Guide to buying a new TV

The world of technology moves fast, and that makes buying new kit a somewhat daunting task. If you're in the market for a new TV, here's what you need to know about the available options, and make the right purchase for your particular needs.

Guide to buying a TV

Pic: Getty

What size?
There's something of a 'bigger is better' trend amongst new TV buyers, but with pictures getting better and better, and flat screens allowing viewers to watch from all angles, there's no need to go for a 60-inch behemoth if you don't need to.

To get the right screen size, decide where you want to place your TV, and then work out how far away you will be sitting. The optimum distance from which to watch your set will depend on the definition, but Which? has a handy interactive tool that will tell you exactly what size screen is right for your room.

There are also a variety of wall mounting options for flat screen TV nowadays, so you can choose between a fixed mount, a tilting version, or a partial articulating wall mount, that allows you to install your screen in the corner of a room, potentially saving space.

Defining definition
If you're buying a new TV, it's likely to be HD ready at the very least. 'HD ready' means you can enjoy a screen resolution of 720p, but for better resolution, go for a TV that's HD 1080p. And if budget is no barrier, the new 4K Ultra HD TVs are simply stunning.

What type of TV?
So what type of TV should you buy? For the average living room, an LED screen is probably the best option. They're slimline, lightweight with good contrast, and prove pretty energy efficient. Plasmas, on the other hand, come in huge screen sizes, and get top marks for deep blacks and colour accuracy. Plus they are ideal for sports or movies fans, as the excellent motion tracking means you won't get any lag on fast-moving action.

If, on the other hand, you're after the latest and greatest viewing option, 3D is an understandably exciting option. Though glasses-free 3D TVs do exist, you're likely to pay a high price, so for the moment it makes more sense to don the glasses at home. The amount of 3D viewing available from the likes of Sky, and on Blu-ray, is growing, with sports, movies and entertainment all being brought to life in British living rooms. Most TVs come with the specs, but you may need to subscribe to Sky's 3D service to get the best content.

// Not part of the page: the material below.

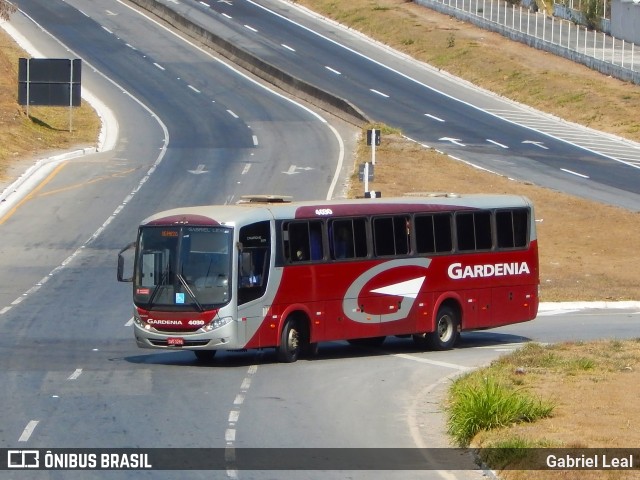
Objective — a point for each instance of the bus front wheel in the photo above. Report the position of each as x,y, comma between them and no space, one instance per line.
445,334
290,342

Hot on the heels of 3D TV is smart TV, which allows you to stream online content, browse the web and access social media, music playlists, and photos on your large screen, provided you have a broadband connection (superfast fibre optic is advisable) and a wireless router.

In store checks
Once you've decided which type of TV suits you best, it's a good idea to visit a store to get a look at the picture in all its glory. Try a variety of angles and images, and check out the sound quality too, particularly if you're not equipped with a full home cinema system. Finally, always do a price comparison online - if you know what you want to buy, you may well find it cheaper on the Internet.